Algumas convergências aparecem nas primeiras análises sobre
o uso da política fiscal como remédio econômico para o coronavírus. Há papel de
destaque para o que aqui chamamos de Seguridade.
Uma 1.ª prescrição é óbvia: é preciso que haja recursos para
a saúde, inclusive nos entes subnacionais. Uma 2.ª é ampliar os benefícios
pagos aos trabalhadores que perdem renda com a crise, o que inclui os que
precisam ficar em casa. Uma 3.ª é dar fôlego às médias e pequenas empresas dos
setores mais afetados, por exemplo, com desonerações sobre a folha de
pagamento.
Estas são algumas das propostas de economistas do FMI. Os
diretores de assuntos fiscais do Fundo propõem expandir as transferências de
renda para grupos vulneráveis. Lembram que a China suspendeu temporariamente o pagamento
de contribuições previdenciárias das empresas, além de focar sua atuação nos
setores de transporte e turismo, mais afetados.
Igualmente, o presidente Donald Trump sugeriu desonerar a
folha de pagamento por um ano. Já Jason Furman, espécie de economista-chefe da
Casa Branca no governo Obama, propôs transferências de renda incondicionais aos
americanos.
A opção por usar instrumentos da Seguridade contra o
coronavírus nos Estados Unidos, Ásia e Europa contrasta com as primeiras
propostas que surgem por aqui, focadas no investimento público. De fato, obras
de infraestrutura têm grande capacidade de empregar trabalhadores. Contudo, não
parecem a melhor ideia no caso de uma pandemia.
Se é complicado executar o investimento público em situações
normais, pode ser mais complicado diante da incerteza da evolução do vírus
aqui. No norte da Itália ou em Wuhan, o esforço dos governos foi de manter os
trabalhadores em casa, não reunidos ao ar livre construindo pontes.
Nesse sentido, Douglas Holtz-Eakin, economista do governo
Bush, aponta para a dificuldade de elaborar medidas para uma crise que tende a
ser temporária, mas sem que se saiba a profundidade da queda e a sua duração (o
formato do “V”, no jargão). Ele defende que as medidas tomadas frente ao
coronavírus sejam aquelas desejáveis por si, não apenas pelo impacto que podem
ter por alguns meses.
Nessa lógica, a resposta ao coronavírus deve envolver as
propostas que fortalecem o combate à pobreza e forçar o governo a escolher as
prioridades da sua agenda. O Bolsa Família é a transferência mais bem
posicionada para conter a perda de renda dos trabalhadores informais, que não
têm poupança para consumir nem a proteção dos formais (como auxílio-doença,
seguro-desemprego, saque do FGTS, aviso prévio).
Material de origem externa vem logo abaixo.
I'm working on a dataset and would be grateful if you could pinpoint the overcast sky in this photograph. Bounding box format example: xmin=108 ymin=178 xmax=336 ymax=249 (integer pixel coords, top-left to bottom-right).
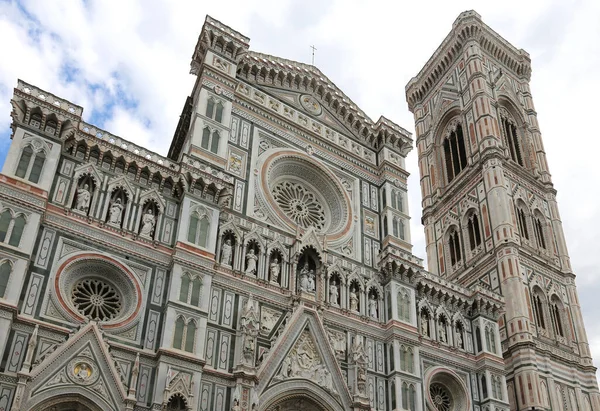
xmin=0 ymin=0 xmax=600 ymax=374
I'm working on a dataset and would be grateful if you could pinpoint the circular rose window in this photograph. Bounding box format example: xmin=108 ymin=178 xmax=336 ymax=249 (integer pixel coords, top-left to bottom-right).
xmin=71 ymin=278 xmax=121 ymax=321
xmin=257 ymin=149 xmax=352 ymax=240
xmin=429 ymin=384 xmax=452 ymax=411
xmin=273 ymin=181 xmax=325 ymax=230
xmin=54 ymin=254 xmax=142 ymax=328
xmin=425 ymin=367 xmax=471 ymax=411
Seu efeito em curto prazo no consumo é maior do que qualquer
outro na folha de pagamentos do Tesouro. Neste momento, o programa se encontra
em crise: com mais de 3 milhões de brasileiros habilitados sem receber. A fila
se formou a despeito da modesta recuperação econômica, e as regras do governo
federal faz com que ela seja maior na região mais pobre do País (o Nordeste).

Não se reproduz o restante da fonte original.